RASA NLU training warnigns/errors: /opt/venv/lib/python3.7/site-packages/rasa/utils/common.py:363: UserWarning: Misaligned entity annotation in message ‘cancellation fee for waiver code TEST12’ with intent ‘extract_waiver_code’. Make sure the start and end values of entities in the training data match the token boundaries (e.g. entities don’t include trailing whitespaces or punctuation).
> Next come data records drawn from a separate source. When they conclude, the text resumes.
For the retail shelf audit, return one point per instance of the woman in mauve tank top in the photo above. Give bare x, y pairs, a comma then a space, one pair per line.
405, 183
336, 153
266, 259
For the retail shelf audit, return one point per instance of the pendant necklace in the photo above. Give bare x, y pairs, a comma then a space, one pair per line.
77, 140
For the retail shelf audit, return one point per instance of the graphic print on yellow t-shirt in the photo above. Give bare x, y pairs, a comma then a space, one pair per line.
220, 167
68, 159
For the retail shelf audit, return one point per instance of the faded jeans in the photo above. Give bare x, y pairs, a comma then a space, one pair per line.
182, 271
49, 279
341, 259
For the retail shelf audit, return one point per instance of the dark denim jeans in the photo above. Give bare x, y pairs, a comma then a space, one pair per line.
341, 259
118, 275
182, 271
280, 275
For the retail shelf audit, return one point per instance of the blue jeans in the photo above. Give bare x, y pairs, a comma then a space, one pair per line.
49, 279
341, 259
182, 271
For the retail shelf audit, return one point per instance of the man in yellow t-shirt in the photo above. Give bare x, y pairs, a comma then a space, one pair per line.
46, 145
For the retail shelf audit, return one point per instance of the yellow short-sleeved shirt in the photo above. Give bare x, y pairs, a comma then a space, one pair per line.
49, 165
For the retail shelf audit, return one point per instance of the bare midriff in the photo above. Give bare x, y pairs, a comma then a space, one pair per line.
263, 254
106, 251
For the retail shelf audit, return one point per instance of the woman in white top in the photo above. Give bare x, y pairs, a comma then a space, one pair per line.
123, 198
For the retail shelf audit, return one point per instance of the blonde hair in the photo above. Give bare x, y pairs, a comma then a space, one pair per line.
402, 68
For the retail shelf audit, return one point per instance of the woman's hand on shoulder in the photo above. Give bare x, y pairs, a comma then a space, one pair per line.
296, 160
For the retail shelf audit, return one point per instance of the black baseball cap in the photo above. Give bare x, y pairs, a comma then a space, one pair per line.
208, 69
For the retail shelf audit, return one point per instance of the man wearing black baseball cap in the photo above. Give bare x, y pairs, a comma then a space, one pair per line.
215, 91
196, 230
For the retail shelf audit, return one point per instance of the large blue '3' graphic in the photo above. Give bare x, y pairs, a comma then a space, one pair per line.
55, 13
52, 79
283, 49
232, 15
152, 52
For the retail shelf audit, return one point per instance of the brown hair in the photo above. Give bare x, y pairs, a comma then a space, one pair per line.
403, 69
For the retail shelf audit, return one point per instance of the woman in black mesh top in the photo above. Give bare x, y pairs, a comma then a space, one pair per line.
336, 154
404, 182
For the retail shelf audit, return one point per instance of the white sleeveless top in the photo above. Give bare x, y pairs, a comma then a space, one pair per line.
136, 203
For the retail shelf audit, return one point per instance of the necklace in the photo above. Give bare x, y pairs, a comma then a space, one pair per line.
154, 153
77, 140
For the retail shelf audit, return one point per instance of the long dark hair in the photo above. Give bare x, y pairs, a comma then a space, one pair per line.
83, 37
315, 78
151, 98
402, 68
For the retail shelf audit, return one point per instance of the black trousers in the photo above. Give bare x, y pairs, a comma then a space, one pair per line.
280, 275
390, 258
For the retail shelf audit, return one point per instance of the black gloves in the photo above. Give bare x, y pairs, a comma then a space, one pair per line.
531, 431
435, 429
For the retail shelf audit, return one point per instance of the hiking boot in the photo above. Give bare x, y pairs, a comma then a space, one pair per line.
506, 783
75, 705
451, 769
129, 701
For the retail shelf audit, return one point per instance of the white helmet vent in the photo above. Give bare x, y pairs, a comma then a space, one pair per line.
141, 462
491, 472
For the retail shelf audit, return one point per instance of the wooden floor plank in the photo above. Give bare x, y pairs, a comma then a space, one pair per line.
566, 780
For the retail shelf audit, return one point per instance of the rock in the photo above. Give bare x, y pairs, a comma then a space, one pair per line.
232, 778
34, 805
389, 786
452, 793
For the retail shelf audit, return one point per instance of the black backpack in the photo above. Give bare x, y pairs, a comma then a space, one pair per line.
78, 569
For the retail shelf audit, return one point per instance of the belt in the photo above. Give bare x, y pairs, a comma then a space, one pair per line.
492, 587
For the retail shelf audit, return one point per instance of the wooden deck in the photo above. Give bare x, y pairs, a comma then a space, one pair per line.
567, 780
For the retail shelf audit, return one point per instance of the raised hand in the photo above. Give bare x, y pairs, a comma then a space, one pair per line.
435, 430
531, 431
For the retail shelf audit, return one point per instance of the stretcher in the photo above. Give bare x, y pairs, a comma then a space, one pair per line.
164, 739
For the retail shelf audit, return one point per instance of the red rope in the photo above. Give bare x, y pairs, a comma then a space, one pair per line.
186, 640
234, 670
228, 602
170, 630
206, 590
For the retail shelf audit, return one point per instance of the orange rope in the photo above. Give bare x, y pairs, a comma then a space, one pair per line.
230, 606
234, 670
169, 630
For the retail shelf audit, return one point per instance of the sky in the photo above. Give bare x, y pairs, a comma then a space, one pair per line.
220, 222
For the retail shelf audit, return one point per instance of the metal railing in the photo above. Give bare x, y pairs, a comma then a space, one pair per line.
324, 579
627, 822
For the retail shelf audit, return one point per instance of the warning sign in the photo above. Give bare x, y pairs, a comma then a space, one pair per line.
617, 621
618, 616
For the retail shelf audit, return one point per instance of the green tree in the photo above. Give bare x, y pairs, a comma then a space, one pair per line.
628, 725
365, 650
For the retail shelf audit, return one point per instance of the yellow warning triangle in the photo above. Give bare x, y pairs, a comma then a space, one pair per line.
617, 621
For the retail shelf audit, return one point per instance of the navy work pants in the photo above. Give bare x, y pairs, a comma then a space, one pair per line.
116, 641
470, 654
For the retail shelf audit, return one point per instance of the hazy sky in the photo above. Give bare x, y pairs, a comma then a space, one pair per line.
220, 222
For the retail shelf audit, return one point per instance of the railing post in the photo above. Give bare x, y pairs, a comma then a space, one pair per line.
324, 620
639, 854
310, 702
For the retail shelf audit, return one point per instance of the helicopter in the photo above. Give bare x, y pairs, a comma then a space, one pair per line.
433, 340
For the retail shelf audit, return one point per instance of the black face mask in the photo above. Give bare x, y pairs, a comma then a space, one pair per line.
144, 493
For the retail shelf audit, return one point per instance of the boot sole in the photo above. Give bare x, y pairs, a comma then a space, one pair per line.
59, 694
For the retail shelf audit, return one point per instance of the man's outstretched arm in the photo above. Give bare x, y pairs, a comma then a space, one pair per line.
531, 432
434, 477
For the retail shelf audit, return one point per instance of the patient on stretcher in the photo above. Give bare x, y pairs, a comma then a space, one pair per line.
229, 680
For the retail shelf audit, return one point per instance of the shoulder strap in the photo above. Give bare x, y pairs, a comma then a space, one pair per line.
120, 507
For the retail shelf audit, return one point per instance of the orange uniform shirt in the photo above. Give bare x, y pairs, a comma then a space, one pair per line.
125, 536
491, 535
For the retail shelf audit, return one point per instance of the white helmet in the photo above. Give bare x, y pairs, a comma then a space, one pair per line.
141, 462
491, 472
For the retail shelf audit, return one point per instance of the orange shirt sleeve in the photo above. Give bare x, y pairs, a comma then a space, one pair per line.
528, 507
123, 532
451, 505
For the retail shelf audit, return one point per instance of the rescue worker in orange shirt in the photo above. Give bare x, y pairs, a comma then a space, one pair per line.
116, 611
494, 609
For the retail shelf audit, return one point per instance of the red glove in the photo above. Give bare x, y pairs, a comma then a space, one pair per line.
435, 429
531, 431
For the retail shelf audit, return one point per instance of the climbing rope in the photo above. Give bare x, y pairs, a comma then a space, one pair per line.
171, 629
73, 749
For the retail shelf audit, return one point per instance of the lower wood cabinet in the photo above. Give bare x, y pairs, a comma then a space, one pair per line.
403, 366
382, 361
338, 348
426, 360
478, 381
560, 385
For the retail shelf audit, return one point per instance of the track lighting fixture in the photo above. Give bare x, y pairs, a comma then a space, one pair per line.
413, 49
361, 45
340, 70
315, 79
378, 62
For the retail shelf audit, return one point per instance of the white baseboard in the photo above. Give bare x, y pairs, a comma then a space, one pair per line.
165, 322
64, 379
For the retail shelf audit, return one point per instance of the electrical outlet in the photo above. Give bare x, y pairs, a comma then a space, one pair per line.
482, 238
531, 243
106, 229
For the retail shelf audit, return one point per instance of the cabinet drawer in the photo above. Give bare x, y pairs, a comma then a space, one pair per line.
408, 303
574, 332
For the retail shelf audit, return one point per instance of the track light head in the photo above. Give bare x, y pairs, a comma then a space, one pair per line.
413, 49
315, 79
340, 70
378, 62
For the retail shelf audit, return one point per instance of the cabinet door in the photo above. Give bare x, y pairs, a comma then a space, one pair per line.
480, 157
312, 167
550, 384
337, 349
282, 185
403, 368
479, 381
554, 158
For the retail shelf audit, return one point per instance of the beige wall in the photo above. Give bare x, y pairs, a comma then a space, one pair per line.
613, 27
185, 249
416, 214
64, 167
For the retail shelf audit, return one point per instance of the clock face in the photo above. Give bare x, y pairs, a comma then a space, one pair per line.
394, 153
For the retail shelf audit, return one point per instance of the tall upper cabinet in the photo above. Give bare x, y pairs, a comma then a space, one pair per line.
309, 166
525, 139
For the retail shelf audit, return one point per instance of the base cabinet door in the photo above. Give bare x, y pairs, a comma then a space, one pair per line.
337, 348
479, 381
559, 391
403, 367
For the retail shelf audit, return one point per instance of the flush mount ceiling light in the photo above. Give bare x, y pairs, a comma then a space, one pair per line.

More info at https://rasa.com/docs/rasa/nlu/training-data-format/ /opt/venv/lib/python3.7/site-packages/rasa/utils/common.py:363: UserWarning: Misaligned entity annotation in message ‘Waiver code 12TEST to waive change fee only’ with intent ‘extract_waiver_code’. Make sure the start and end values of entities in the training data match the token boundaries (e.g. entities don’t include trailing whitespaces or punctuation). More info at https://rasa.com/docs/rasa/nlu/training-data-format/ /opt/venv/lib/python3.7/site-packages/rasa/utils/common.py:363: UserWarning: Misaligned entity annotation in message ‘XYZ is waiving change fees due to tropical storm Sally’ with intent ‘waiver_reason’. Make sure the start and end values of entities in the training data match the token boundaries (e.g. entities don’t include trailing whitespaces or punctuation). More info at https://rasa.com/docs/rasa/nlu/training-data-format/ /opt/venv/lib/python3.7/site-packages/rasa/utils/common.py:363: UserWarning: Misaligned entity annotation in message ‘ABC is waiving change fees due to storm Sally’ with intent ‘waiver_reason’. Make sure the start and end values of entities in the training data match the token boundaries (e.g. entities don’t include trailing whitespaces or punctuation). More info at https://rasa.com/docs/rasa/nlu/training-data-format/ 2020-10-16 00:08:38 INFO rasa.nlu.model - Finished training component. 2020-10-16 00:08:38 INFO rasa.nlu.model - Starting to train component EntitySynonymMapper /opt/venv/lib/python3.7/site-packages/rasa/utils/common.py:363: UserWarning: Found conflicting synonym definitions for ‘’. Overwriting target ‘TEST12’ with ‘storm’. Check your training data and remove conflicting synonym definitions to prevent this from happening. More info at https://rasa.com/docs/rasa/nlu/training-data-format/#entity-synonyms

it means that start and end indices of your entities don’t align with word boundaries

1 Like

Thanks.its working after correcting the token positions.